Colby rowed us into slower current near the bank and grabbed the net. Grant had finished his drift, collected his line and grabbed the camera. A few more runs and some dashes for the brush on the bank and I had his head up and pointed toward the boat–a cloud of iridescent silver and pink reflecting a universe around him. A foot off the net he came unbuttoned and I let go of a long, mournful noooooooooooo! that spooked birds from the trees on the hill above us. Non-native species be-damned, he would’ve been the fish of my trip.


As the afternoon wound down, we decided to head back up-river to the gravel bar we started on that morning before the clock struck the witching-hour for pounding streamers. In spite of that ‘bow, I felt about as full and happy as ever as Colby pushed the boat around bends, through rips and riffles and wide flat expanses, the sun moseying westward. We stopped and fished a few likely areas along the way with no takers. Reaching the morning’s gravel bar, I reclaimed my spot back at the head of the riffle for a handful of casts before deciding to pick up Grant’s camera again.

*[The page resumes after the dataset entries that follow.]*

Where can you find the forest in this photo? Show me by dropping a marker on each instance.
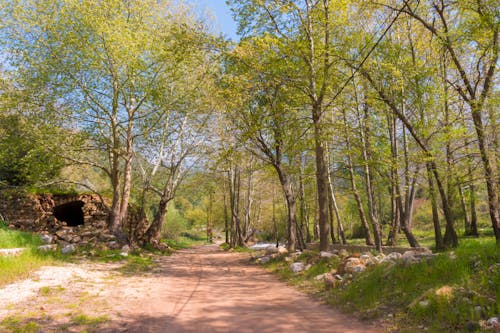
(352, 122)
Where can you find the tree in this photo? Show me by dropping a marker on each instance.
(103, 62)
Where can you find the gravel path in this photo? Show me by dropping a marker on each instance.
(198, 290)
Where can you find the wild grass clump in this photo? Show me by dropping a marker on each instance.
(447, 292)
(14, 238)
(18, 267)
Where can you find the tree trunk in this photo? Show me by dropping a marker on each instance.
(226, 215)
(304, 216)
(287, 187)
(438, 238)
(372, 208)
(473, 219)
(321, 181)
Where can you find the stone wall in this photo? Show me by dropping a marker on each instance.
(77, 219)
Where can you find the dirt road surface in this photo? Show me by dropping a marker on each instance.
(198, 290)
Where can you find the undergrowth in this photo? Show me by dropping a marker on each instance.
(453, 292)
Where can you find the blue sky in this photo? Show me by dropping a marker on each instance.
(223, 20)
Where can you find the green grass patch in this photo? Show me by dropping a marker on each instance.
(19, 325)
(10, 239)
(17, 267)
(185, 241)
(443, 293)
(85, 320)
(137, 264)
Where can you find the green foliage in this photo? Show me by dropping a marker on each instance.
(14, 238)
(18, 325)
(83, 319)
(25, 157)
(442, 293)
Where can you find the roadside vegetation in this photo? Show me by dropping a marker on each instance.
(455, 291)
(17, 267)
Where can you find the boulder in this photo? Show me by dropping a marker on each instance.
(67, 249)
(330, 281)
(264, 260)
(326, 254)
(271, 249)
(358, 269)
(282, 250)
(47, 247)
(322, 277)
(46, 238)
(297, 267)
(493, 322)
(343, 253)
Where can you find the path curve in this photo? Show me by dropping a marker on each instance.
(204, 289)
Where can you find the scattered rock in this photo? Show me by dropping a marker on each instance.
(358, 269)
(330, 281)
(46, 238)
(282, 250)
(365, 258)
(67, 249)
(493, 322)
(11, 252)
(472, 326)
(321, 276)
(343, 253)
(264, 260)
(47, 247)
(424, 303)
(271, 249)
(297, 267)
(326, 254)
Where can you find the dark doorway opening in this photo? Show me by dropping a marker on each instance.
(70, 212)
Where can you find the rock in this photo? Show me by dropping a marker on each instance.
(472, 326)
(424, 303)
(264, 260)
(321, 276)
(282, 250)
(343, 253)
(326, 254)
(70, 248)
(493, 322)
(365, 258)
(358, 269)
(47, 247)
(47, 239)
(330, 281)
(125, 248)
(271, 249)
(11, 252)
(297, 267)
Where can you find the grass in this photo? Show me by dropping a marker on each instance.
(18, 325)
(17, 267)
(10, 239)
(85, 320)
(185, 241)
(446, 293)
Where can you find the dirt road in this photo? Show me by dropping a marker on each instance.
(198, 290)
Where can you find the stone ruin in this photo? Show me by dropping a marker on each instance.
(80, 219)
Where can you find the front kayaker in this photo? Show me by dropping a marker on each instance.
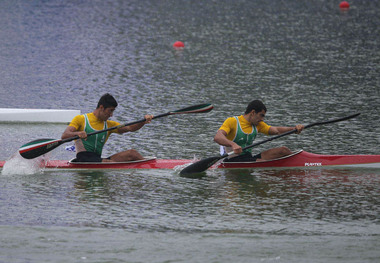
(240, 131)
(89, 149)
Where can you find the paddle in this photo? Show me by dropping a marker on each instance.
(204, 164)
(39, 147)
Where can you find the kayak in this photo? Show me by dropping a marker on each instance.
(299, 159)
(37, 115)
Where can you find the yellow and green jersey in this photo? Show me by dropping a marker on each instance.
(242, 132)
(90, 123)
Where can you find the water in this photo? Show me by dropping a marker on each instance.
(307, 61)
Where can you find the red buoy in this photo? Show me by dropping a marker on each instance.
(344, 5)
(178, 44)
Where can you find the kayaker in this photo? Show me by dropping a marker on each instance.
(240, 131)
(89, 149)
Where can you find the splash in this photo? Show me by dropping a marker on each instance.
(17, 165)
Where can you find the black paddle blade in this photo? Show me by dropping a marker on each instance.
(38, 147)
(200, 166)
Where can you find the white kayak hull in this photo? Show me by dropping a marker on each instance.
(37, 115)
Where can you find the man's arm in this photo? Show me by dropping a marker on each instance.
(72, 132)
(279, 130)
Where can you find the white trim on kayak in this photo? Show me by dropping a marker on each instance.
(37, 115)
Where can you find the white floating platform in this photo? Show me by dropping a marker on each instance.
(37, 115)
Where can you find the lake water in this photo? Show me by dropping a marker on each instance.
(307, 60)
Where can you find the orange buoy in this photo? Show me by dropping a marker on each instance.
(178, 44)
(344, 5)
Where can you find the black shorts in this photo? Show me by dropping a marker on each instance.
(245, 157)
(88, 157)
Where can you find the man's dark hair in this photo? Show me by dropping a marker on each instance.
(256, 105)
(107, 100)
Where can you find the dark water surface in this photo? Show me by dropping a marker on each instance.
(307, 60)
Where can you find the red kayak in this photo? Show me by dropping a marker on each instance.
(300, 159)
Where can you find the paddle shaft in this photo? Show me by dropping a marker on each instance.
(204, 164)
(294, 131)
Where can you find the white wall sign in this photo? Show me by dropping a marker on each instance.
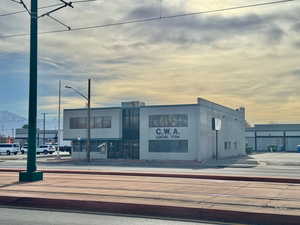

Further up-river I got back to pounding the banks with that tan sex-dungeon and a fast sink leader. Cast, strip, strip, strip, lift and reload, cast, strip, strip, strip, lift and reload. Under brush, against logs, through big pockets behind boulders, against cliff walls. Over and over, drift after drift. All I could draw were slashes, swings and short-strikes. Colby just shook his head in disbelief. If I would’ve converted on half the fish that I raised, we’d have easily had a 20-fish day. 20 big fish at that.


Colby had gifted us a personal tour of his life-long home water. We had caught (and lost) amazing fish in some magnificent country. We were exhausted and happier than hell. With daylight almost completely gone, we finally settled into the water at the bottom of the launch. Grant and I repacked all the gear and rods in silence while Colby went for his truck and trailer. We looked at each other a couple times, smiled and shook our heads, knowing we didn’t have to say a word. Waiting hip deep in the river, holding the boat, we were there, and it was more than enough.